Listing Loon: The Goldwing
4124 Hamilton Ave., Northside, facebook.com/thelistingloon
If you’d like a little caffeinated kick with your toddy, try The Goldwing from The Listing Loon. It is made with hot water, Wild Turkey Rye (for a little spice) and honey. The Loon’s resident bartender, Sammy Burroughs, wanted to make this recipe a little smoky and thought Lapsang Souchong black tea would be the right fit.
“Our staff came together and tasted The Goldwing for the first time, and everyone exclaimed it’s like being at a campfire,” says Listing Loon owner Melanie Quallen. “When you sip on The Goldwing, it tastes like you are getting wrapped up in a blanket of smoky autumn.”
Overlook Lodge: Bad Santa
6083 Montgomery Road, Pleasant Ridge, thatshiningbar.com
Nostalgic holiday bar pop-up experience Miracle has returned to transform Pleasant Ridge’s Overlook Lodge into a winter wonderland full of themed cocktails and ugly sweaters. The bar has been decked out with a ton of classic Christmasy decor — think garlands, tinsel, lights and vintage holiday tunes — and features a curated cocktail list with drinks like Jingle Balls Nog, Christmapolitan and Yippie Ki Yay Mother F****r!
On the warmer side, try the Bad Santa — “a hot rum drink that will make sure you end up on the naughty list,” says owner Jacob Trevino. The drink, served warm, is mix of rum, Batavia Arrack, black chai tea, date-infused oat milk and vanilla syrup.
Oakley Wines: Milk Punch
4011 Allston Ave., Oakley, oakleywines.com
A big batch of something to melt the icicles off your eyebrows is always a welcome addition, such as the clarified milk punch served at Oakley Wines.

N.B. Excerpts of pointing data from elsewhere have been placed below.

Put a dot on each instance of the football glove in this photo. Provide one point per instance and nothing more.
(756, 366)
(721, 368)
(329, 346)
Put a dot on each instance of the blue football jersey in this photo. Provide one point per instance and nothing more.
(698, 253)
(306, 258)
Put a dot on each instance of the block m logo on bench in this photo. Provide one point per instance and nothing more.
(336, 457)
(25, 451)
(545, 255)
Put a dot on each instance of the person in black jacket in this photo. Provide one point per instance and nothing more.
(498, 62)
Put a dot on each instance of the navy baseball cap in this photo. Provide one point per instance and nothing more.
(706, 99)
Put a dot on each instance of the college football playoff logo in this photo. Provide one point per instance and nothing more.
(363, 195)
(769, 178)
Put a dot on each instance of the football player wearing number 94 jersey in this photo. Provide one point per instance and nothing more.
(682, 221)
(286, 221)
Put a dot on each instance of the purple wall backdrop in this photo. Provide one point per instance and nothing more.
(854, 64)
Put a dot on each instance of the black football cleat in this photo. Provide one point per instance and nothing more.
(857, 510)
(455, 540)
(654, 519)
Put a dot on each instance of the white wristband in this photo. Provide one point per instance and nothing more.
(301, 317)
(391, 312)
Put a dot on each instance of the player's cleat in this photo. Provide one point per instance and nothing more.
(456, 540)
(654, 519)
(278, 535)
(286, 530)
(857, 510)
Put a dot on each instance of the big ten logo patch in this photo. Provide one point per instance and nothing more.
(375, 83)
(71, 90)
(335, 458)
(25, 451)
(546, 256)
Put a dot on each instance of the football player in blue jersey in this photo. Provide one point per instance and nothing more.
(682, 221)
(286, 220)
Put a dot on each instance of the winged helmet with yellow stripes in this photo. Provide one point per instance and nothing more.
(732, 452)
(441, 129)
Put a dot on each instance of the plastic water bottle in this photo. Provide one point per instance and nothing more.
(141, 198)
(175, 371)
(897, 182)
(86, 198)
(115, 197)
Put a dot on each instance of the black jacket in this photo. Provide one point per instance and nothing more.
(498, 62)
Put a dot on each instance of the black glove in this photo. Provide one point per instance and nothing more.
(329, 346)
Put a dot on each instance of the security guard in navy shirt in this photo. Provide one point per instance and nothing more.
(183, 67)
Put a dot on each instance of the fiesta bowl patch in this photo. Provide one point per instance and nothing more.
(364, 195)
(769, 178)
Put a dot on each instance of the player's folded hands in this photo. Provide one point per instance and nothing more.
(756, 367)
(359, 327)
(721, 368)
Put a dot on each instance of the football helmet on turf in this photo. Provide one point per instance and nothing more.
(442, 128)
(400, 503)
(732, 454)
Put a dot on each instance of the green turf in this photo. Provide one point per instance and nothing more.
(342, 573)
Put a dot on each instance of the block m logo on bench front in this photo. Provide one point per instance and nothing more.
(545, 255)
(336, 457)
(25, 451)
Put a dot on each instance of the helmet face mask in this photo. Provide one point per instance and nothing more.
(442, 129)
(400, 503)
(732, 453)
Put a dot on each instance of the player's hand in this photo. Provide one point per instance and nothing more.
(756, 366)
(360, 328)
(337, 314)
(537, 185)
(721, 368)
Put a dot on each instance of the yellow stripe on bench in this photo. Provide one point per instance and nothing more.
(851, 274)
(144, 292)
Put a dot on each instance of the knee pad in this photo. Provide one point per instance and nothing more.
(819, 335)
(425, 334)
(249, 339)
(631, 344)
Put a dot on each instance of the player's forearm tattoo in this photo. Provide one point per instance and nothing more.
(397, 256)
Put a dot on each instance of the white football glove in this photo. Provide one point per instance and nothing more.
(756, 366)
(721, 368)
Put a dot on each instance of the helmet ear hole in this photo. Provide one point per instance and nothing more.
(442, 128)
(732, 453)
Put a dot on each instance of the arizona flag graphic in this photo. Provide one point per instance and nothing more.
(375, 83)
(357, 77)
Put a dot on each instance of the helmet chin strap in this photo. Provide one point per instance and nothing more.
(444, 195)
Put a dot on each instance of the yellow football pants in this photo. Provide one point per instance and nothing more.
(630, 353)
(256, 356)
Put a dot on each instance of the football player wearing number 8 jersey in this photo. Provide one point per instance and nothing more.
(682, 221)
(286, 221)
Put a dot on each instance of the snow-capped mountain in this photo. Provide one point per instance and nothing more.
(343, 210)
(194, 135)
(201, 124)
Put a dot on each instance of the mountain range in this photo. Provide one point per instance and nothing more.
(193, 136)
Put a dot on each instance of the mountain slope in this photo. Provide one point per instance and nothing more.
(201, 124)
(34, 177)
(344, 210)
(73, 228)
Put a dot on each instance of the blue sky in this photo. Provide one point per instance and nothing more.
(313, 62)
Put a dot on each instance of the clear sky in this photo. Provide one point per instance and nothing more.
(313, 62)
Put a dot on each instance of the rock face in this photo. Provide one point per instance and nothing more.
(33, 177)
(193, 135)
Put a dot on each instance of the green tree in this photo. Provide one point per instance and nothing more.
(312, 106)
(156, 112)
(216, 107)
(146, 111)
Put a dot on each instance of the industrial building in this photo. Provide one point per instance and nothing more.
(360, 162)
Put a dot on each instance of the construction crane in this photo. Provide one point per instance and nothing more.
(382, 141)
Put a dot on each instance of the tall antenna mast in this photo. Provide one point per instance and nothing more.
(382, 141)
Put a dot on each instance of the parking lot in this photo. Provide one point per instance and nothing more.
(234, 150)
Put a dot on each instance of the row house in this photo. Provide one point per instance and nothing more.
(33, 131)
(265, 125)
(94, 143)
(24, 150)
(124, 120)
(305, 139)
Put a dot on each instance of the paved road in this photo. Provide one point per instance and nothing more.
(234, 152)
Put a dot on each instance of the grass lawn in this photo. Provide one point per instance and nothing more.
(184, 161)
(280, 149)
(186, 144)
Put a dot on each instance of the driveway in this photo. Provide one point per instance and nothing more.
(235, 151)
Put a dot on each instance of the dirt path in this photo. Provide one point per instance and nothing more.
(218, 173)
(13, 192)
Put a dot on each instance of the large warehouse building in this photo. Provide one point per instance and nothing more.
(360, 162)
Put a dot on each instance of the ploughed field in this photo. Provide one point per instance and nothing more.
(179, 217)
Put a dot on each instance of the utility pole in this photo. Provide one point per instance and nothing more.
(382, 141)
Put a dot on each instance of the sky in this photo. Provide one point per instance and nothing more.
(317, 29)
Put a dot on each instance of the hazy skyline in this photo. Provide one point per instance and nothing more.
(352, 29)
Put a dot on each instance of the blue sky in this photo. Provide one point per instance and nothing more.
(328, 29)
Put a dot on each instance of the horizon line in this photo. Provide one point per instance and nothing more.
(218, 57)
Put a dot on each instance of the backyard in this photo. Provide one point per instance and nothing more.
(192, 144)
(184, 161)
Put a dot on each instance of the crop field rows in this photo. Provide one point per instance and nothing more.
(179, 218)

“This drink is meant to be made in larger quantities, at least eight guests, so it’s really perfect for sharing with friends and family,” says Liz Wolf, head bartender at Oakley Wines. “It lasts for months, even years, since the process of clarifying the milk actually stabilizes the punch, strips away the harsh compounds of the citrus and the alcohol and the result is a silky smooth, boozy bev.”

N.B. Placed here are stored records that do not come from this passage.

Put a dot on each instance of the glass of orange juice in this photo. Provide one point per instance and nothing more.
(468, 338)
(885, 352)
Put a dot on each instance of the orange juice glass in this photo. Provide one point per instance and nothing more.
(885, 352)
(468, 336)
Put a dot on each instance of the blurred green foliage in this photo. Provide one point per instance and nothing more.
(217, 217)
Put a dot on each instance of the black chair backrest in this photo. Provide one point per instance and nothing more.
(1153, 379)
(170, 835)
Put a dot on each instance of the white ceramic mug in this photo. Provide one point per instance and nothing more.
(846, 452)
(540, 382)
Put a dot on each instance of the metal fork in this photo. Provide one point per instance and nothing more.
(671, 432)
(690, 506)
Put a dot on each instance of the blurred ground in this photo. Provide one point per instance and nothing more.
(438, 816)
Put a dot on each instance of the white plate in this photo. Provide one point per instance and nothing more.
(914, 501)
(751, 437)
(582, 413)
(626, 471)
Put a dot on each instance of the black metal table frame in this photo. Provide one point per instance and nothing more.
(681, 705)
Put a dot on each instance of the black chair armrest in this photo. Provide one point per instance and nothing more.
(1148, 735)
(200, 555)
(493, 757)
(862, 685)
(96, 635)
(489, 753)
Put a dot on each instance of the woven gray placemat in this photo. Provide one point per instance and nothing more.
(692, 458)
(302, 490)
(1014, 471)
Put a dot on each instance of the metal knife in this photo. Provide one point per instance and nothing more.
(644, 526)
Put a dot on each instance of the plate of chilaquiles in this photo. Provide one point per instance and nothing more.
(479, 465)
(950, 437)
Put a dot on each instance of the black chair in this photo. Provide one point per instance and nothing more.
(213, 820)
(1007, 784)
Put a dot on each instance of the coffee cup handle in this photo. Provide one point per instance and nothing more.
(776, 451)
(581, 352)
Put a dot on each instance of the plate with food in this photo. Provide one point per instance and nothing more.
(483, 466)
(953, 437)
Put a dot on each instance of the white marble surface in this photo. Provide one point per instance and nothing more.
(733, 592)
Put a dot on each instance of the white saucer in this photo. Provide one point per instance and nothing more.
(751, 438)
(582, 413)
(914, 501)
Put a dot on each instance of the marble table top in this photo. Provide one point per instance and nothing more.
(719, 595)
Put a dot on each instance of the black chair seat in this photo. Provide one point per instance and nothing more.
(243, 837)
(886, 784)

Wolf’s recipe infuses two cups of brandy, either Pierre Ferrand Cognac or Watershed Apple Brandy, with a quarter cup of Earl Grey tea leaves, and a half ounce each of lemon peels and orange peels in a lidded container. Let the mix sit at room temperature for at least 18 hours or up to two days. Strain and discard the tea and citrus peels.

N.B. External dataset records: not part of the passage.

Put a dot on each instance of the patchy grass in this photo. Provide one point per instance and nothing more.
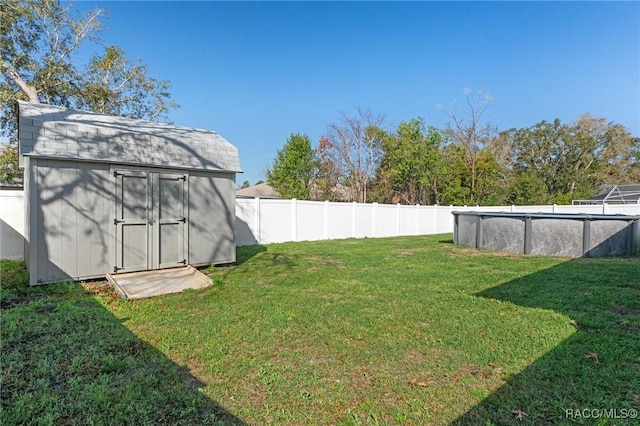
(406, 330)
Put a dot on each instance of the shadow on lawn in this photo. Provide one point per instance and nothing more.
(598, 367)
(68, 360)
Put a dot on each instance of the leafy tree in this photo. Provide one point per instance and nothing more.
(469, 131)
(325, 184)
(113, 85)
(293, 168)
(411, 168)
(354, 147)
(556, 162)
(9, 170)
(39, 41)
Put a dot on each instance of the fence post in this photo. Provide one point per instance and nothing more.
(256, 220)
(326, 219)
(353, 219)
(294, 220)
(373, 219)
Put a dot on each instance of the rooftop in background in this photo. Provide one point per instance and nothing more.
(54, 132)
(618, 194)
(262, 190)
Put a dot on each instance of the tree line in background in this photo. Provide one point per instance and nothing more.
(467, 163)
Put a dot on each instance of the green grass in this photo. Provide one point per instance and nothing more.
(407, 330)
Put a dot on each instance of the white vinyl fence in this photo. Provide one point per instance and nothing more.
(265, 221)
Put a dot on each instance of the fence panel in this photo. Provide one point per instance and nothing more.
(310, 221)
(340, 221)
(11, 224)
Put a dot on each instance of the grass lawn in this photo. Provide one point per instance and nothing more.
(410, 330)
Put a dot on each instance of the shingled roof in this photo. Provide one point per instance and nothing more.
(48, 131)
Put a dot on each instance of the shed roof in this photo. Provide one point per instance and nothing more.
(55, 132)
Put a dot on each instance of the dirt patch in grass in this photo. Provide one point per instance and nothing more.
(409, 251)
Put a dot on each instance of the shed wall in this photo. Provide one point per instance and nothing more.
(70, 205)
(71, 210)
(211, 218)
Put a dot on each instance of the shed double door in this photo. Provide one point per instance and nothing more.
(150, 222)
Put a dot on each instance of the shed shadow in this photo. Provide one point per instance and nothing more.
(97, 371)
(597, 367)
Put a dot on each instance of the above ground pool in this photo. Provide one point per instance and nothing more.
(550, 234)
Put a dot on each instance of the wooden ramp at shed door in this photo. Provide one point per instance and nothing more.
(140, 285)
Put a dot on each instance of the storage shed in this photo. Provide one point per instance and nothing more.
(107, 194)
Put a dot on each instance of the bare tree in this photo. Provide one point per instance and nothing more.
(354, 145)
(468, 130)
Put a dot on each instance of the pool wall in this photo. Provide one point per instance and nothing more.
(549, 234)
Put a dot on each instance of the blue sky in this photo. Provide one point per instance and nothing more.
(257, 72)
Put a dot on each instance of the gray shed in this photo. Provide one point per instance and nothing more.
(107, 194)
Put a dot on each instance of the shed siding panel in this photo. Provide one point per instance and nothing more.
(102, 208)
(211, 218)
(69, 225)
(72, 203)
(83, 217)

Now that the brandy is suitably flavored, warm one cup of full-fat milk on the stove until it’s steaming, but don’t let it boil. In a large liquid measuring cup or pitcher, whisk the infused brandy, two cups of water, four ounces of turbinado simple syrup (equal parts warm water and turbinado sugar combined), lemon juice and orange juice. Once thoroughly heated, set the milk aside in a glass bowl and pour the brandy mixture into the milk. Gently stir the resulting curds with a small spoon and then let it sit for at least 30 minutes or cover and refrigerate for up to 24 hours.
Strain the concoction several times through cheesecloth and a fine mesh sieve and discard the curds. Then filter the liquid again through a coffee filter. The resulting liquid should now be clear, but if it’s a bit cloudy let it settle for half an hour and then filter it once more. To serve warm, bring the punch to temperature — never to boil — on the stove, pour into a glass and garnish with an orange peel.
Jerry’s Jug House: Dylan Dylan Dylan Dylan Dylan
414 E. Seventh St., Newport, facebook.com/jerrysjughouse
This hot toddy has some heat from more than just the temperature. The spicy hot toddy at Jerry’s Jug House features local honey infused with cayenne pepper, Buffalo Trace bourbon, hot water and lemon.
“It’s called the Dylan Dylan Dylan Dylan Dylan, cause it spits hot fire,” says co-owner Stuart MacKenzie.